Didier Lockwood: Monsieur 100.000 Volt

Großes Rätselraten

Eine Jazz-Sendung im Sender Freies Berlin zu Beginn der 80er Jahre, deren Titel ich schon längst vergessen habe, begann immer mit einem tollen Trailer auf dem als melodieführendes Instrument eine Geige zu hören war. Die Musik groovte richtig, die Besetzung der Band bestand außer aus der Geige aus Bass, Schlagzeug, Keyboards und einer Gitarre. Lange musste ich rätseln, von wem die Musik gespielt wurde bis eines Tages der Moderator Hans-Rainer Lange („Pfeifen-Lange“) des Rätsels Lösung präsentierte: Didier Lockwood mit Band.

Bald hatte ich auch herausgefunden, welche Schallplatten es von Didier Lockwood gab, und mit dem Aufkommen der CD als Tonträger kaufte ich mir die vorherigen Vinyl-Ausgaben auch auf den neuen, handlichen Scheiben.

Immer unter Hochspannung

Der Titel „Monsieur 100.000 Volt“ war eigentlich schon lange an einen anderen französischen Künstler vergeben: dem Chansonnier Gilbert Becaud. Wer aber Didier Lockwood bei seinen Auftritten beobachtete, musste feststellen, dass dieser Mann ständig unter Hochspannung zu stehen schien.

In diesem Video sehen wir Didier Lockwood mit Band auf dem Festival des Puces à Saint Ouen (einem Stadtteil im Zentrum von Paris). Mit ihm spielen hier Paco Sery (Drums), Linley Marthe (Bass) und Jean Marie Ecay (Gitarre).

Lockwoods Stärke war die Improvisation, zahlreiche Liveaufnahmen (bei Youtube zu finden) zeugen davon. Weil er sich augenscheinlich sehr gut in ein Ensemble integrieren konnte, war er auch oft Gast bei Live-Events und/oder Tourneen anderer berühmter Musiker. Und immer gab er auf der Bühne das Letzte… Deswegen ist es auch nicht so verwunderlich, warum er ausgerechnet an einem Herzinfarkt im Alter von 62 Jahren am 19. Februar 2018 verstorben ist.

Lebenswerk

Betrachtet man, was Lockwood Zeit seines Lebens alles geschaffen hat, könnte man ihn fast als hyperaktiv bezeichnen. Er war auch ein Musikalisches Supertalent: als Sohn eines Musikprofessors interessierte er sich schon in jungen Jahren für moderne Musik und spielte schon mit 17 Jahren bei der progressiven Rockgruppe Magma die Violine.
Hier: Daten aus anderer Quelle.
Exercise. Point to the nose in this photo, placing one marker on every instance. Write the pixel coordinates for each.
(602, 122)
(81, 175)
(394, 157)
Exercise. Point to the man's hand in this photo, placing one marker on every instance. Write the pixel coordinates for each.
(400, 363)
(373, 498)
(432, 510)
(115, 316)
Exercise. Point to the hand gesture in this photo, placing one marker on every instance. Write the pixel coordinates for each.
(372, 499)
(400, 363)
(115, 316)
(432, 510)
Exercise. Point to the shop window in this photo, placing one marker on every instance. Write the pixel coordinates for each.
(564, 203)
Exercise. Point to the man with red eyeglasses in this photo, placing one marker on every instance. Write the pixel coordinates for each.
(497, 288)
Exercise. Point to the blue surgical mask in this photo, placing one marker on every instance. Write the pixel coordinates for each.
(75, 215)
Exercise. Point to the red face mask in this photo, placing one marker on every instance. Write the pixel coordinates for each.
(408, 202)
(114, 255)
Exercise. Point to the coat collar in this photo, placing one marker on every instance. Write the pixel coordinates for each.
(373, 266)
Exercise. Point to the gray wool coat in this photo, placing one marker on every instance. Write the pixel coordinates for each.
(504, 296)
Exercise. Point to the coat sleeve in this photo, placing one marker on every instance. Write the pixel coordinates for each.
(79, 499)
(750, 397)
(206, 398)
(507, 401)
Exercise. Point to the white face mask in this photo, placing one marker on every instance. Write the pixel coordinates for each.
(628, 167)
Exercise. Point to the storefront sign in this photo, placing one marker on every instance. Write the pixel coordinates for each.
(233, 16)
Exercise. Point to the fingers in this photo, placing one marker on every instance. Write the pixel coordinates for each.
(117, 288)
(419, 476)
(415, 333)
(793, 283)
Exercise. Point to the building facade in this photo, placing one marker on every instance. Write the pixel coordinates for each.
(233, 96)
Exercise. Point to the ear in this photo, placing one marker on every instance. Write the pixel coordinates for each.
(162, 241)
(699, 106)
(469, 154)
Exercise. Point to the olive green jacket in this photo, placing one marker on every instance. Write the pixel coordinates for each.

Die große Nähe zu moderner Musik wird auch in seinen Veröffentlichungen Ende der 70er bis in die 80er Jahre deutlich: seine Musik, die er unter anderem mit der Didier Lockwood Group (DLG) spielt, ist Rock-Jazz-Fusion. Hier ist mit zum ersten Mal auch aufgefallen, dass man im Jazz auch gut einen Slap-Bass einsetzen kann. Bei DLG spielen mit: Jean-Michel Kajdan (Bass, Gitarre), sein Bruder Francis Lockwood (Tasteninstrumente), Kirt. Rust (Schlagzeug) und Bob Malach (Saxofon).

Interessant auch seine Zusammenarbeit mit der kanadischen Jazz-Rock-Band UZEB. Mit ihnen trat er auch auf und es gibt auch einen Live-Mitschnitt eines Konzerts von 1984 mit Alain Caron (Bass), Michel Cuisson (Gitarre und Gitarrensynthesizer), Jean St-Jacques (Tasteninstrumente) und Paul Brochu (Schlagzeug).

Insgesamt hat Didier Lockwood mehr als 30 Alben veröffentlicht und ist ca, 4500 mal öffentlich aufgetreten.

Nach seiner Jazz-Rock-Fusion Phase begann Mitte der 90er Jahre eine Rückbesinnung auf den traditionellen Jazz. Er bezog sich in seinen  Kompositionen mehr auf seinen Mentor – den französischen Jazzgeiger – Stephane Grapelli und spielte recht puristische Alben ein.

In Erinnerung bleibt auch sein Engagement für die musikalische Förderung von Kindern (Chansons pour les enfants, Wiederauflage der Platte von 1985), sein Anspruch als Komponist mit zwei Opern, Geigenkonzerten und Filmmusiken.

Die Liste der berühmten Jazzmusiker, mit denen er zusammen gespielt hat, ist sehr lang und zeigt, dass er einer der Größten in diesem Umfeld war.  Merkwürdig, dass sich dies nie in entsprechender Weise in der Öffentlichkeit verfestigt hat.